Dünya geçidinin son durağındayız. Kim, şanına ne düşerse onu eylesin, onu söylesin.
Ammâ Dost’un sesi, nâsiblinin mehdine de nâsibsizin zemmine de kulak vermeden, insanları imâna, amele, ahlâka, fazilete, edebe ve birliğe dâvet yolunda, yorulmadan, bıkıp usanmadan çağırmaktadır.
Neden duymuyoruz?
Duysak da, neden anlamıyoruz? Anlar görünsek de neden amel etmiyoruz?
Dünya çarkı dönüyor, dönüyor…
Verdiklerini almak, giydirdiklerini soymak, insân dânesini öğütmek için durmuyor, doymuyor, dönüyor.
Hem de aç gözünden utanmadan, kıyasıya dönüyor, dönüyor…

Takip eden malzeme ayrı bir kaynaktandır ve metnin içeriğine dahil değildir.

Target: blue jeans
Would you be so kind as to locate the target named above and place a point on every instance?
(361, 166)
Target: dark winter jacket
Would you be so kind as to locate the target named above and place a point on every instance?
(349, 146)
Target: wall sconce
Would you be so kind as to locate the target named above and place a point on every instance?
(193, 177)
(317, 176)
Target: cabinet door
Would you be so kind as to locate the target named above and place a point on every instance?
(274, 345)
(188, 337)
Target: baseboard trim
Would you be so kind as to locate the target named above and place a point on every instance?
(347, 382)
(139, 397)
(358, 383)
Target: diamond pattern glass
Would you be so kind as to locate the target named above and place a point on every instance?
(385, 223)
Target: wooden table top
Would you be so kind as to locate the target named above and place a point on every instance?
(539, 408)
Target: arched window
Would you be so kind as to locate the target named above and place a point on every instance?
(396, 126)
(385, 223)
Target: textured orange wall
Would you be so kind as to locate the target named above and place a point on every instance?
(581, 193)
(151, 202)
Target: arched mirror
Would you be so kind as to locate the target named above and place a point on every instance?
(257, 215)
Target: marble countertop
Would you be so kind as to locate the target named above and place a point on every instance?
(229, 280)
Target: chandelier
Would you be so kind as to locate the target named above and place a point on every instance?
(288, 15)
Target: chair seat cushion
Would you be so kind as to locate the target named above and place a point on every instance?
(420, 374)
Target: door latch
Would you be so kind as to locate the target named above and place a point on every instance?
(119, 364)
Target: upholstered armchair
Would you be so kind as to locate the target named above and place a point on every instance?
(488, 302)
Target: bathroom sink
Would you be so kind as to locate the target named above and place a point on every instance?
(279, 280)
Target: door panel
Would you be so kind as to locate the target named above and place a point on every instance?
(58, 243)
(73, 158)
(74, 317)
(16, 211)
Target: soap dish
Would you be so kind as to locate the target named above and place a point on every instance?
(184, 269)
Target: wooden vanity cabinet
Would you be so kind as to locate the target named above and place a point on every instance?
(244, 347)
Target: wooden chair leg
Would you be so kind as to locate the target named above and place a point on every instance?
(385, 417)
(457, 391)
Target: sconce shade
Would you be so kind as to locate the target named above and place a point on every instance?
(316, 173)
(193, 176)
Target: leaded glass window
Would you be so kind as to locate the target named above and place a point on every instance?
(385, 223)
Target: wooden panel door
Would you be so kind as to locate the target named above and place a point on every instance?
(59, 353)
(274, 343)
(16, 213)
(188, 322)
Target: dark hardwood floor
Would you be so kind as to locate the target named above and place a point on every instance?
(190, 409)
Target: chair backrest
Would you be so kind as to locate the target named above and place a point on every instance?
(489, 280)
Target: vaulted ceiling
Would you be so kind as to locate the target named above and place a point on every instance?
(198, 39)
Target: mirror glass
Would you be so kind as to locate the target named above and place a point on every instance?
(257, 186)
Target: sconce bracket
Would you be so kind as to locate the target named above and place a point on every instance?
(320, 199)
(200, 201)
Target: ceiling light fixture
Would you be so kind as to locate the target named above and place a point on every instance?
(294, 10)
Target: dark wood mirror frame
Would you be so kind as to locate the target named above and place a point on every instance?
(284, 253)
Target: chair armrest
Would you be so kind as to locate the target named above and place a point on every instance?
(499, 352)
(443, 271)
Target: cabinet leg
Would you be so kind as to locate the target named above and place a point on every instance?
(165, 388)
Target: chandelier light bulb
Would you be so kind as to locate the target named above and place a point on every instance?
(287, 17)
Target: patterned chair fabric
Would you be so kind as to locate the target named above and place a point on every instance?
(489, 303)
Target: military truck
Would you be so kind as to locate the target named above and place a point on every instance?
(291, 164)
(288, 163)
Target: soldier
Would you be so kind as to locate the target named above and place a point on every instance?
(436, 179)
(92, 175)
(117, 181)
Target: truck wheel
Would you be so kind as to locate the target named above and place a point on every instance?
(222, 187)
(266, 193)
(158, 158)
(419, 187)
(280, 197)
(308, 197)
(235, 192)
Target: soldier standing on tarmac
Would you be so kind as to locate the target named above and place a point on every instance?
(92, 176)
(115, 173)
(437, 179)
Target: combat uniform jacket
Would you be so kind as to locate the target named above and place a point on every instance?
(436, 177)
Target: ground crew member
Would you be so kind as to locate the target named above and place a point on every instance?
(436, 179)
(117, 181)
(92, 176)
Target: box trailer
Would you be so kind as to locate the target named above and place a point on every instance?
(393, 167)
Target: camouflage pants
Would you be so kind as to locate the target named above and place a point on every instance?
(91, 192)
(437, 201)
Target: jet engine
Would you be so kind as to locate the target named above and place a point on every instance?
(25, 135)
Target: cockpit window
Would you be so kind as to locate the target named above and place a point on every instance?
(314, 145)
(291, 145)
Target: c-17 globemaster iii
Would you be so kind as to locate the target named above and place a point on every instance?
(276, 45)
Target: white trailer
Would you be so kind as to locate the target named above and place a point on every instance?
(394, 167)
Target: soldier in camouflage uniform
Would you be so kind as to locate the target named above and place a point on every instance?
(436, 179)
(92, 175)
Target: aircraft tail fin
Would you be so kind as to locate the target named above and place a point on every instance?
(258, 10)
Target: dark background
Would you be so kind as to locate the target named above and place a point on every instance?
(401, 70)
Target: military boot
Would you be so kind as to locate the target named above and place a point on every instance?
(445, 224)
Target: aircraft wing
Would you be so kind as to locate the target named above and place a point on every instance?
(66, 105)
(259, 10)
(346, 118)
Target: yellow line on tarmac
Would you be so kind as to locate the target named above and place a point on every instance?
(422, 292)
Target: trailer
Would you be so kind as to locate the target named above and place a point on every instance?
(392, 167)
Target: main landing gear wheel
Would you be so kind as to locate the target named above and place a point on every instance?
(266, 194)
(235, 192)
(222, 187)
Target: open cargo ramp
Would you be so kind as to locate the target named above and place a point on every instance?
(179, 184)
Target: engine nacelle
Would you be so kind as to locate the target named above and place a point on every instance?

Ne vermişse, hepsini geri istiyor.
İsteyecek elbet. Tabiat kanûnudur. İstesin. Alsın götürsün. Biz borçluyuz. O ise alacaklı.
Verirsek ne gam?
Mâdem, bir saadetlinin gölgesindeyiz. Kıyametlere uzayan bu gölgeden, yeter ki Allah ayırmasın.
(Miyânemizde bir keremli Dost var. Toprağın üstünde de olsa, altında da olsa, her zaman rehber, her zaman yâr-ı vefâdâr…
O, kime yâr değil ki?..
Kendisini tanıyıp sevmek bahtiyarlığına erenlere de… tanımayıp ulu orta çekip çekiştirmek tâlihsizliğine uğramış olanlara da…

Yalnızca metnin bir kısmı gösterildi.